Is it possible that he really doesn't feel anything? I don't think so. I've seen him when he's sad. I've seen him when he's excited. I've seen him when he's worried. The emotion is in his eyes and in his voice. He feels things. I think it's just really hard for him to process the emotion, analyze what it is, and give a name to it. That's a complex cognitive process--many "normal" adults struggle sometimes to identify what they're feeling at any given moment. I don't know what is fair to expect from him, and what is beyond the reach of any 6-year-old child.
I wish I knew how to help him make those connections. But I don't. His IEP goal, which he's working on with the school psychologist, is to be able to identify and express his emotions. But so far, when I ask him what he does when he visits Mr. Gallacher, he says, "We just watched a movie." When I press him to find out what the movie was about, I get the perfunctory "I don't know" response. I guess that means "nuffing."
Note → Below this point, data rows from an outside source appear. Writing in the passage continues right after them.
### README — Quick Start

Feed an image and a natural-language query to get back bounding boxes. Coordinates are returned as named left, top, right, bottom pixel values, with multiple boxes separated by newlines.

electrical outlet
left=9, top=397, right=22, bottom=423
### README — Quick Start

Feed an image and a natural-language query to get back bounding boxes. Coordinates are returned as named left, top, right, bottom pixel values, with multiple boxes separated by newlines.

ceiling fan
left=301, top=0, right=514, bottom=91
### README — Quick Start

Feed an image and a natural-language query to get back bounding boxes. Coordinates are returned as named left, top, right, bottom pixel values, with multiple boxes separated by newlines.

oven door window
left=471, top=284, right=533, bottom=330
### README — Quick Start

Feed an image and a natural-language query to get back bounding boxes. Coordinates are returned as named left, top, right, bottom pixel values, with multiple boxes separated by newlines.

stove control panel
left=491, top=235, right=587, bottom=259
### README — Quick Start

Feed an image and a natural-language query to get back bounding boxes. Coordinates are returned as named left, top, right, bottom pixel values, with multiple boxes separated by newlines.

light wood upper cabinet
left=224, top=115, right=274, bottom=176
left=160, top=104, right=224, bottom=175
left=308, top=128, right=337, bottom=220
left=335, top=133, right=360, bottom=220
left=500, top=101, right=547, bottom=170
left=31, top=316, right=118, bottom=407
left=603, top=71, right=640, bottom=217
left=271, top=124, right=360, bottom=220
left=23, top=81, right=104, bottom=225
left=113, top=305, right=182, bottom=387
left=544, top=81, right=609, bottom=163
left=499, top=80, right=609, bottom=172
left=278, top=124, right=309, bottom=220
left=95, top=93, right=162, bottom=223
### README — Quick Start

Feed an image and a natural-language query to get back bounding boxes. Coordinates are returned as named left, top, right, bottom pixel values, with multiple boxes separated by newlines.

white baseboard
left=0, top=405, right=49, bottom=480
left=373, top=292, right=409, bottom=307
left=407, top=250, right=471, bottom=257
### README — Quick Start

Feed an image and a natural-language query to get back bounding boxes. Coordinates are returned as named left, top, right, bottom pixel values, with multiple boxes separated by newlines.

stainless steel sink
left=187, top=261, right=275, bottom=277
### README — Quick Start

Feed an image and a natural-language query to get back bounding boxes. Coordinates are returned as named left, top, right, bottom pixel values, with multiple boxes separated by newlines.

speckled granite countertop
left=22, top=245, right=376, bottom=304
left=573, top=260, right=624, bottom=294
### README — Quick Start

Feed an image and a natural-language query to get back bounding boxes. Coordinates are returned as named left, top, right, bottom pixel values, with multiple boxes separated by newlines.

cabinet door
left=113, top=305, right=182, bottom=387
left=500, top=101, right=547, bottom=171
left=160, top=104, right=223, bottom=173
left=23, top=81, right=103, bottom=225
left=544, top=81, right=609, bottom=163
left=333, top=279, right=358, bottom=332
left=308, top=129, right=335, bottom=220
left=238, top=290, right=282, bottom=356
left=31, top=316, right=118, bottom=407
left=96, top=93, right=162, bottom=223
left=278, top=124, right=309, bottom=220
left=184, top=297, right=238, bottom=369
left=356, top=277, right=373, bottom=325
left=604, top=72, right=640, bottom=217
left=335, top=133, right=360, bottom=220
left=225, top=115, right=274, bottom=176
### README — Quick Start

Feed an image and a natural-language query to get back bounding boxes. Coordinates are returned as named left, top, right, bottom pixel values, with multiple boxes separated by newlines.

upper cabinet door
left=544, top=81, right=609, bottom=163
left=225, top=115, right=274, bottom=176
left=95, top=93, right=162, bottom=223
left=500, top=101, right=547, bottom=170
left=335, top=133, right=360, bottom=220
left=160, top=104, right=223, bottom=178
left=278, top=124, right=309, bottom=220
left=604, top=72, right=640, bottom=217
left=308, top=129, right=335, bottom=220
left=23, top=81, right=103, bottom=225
We were feeling hopeful that Ben was connecting with some of his peers when he was successfully interacting with his math partner for a week or two. As of last week, however, he regularly hits his math partner, because the partner "doesn't obey the rules." Now, I hate it when people don't follow the rules, too. I don't need to hit them (well, let's be honest--sometimes I'd like to hit the guy who drives too slow in the left lane on the freeway), but I guess Ben doesn't have any other way yet to express his frustration. His teacher indicated yesterday that she was going to switch him to a new partner. I'm hoping it's a really rule-bound kid, for his own safety. After all, Ben may be feewing nuffing, but he's got a heck of a right hook.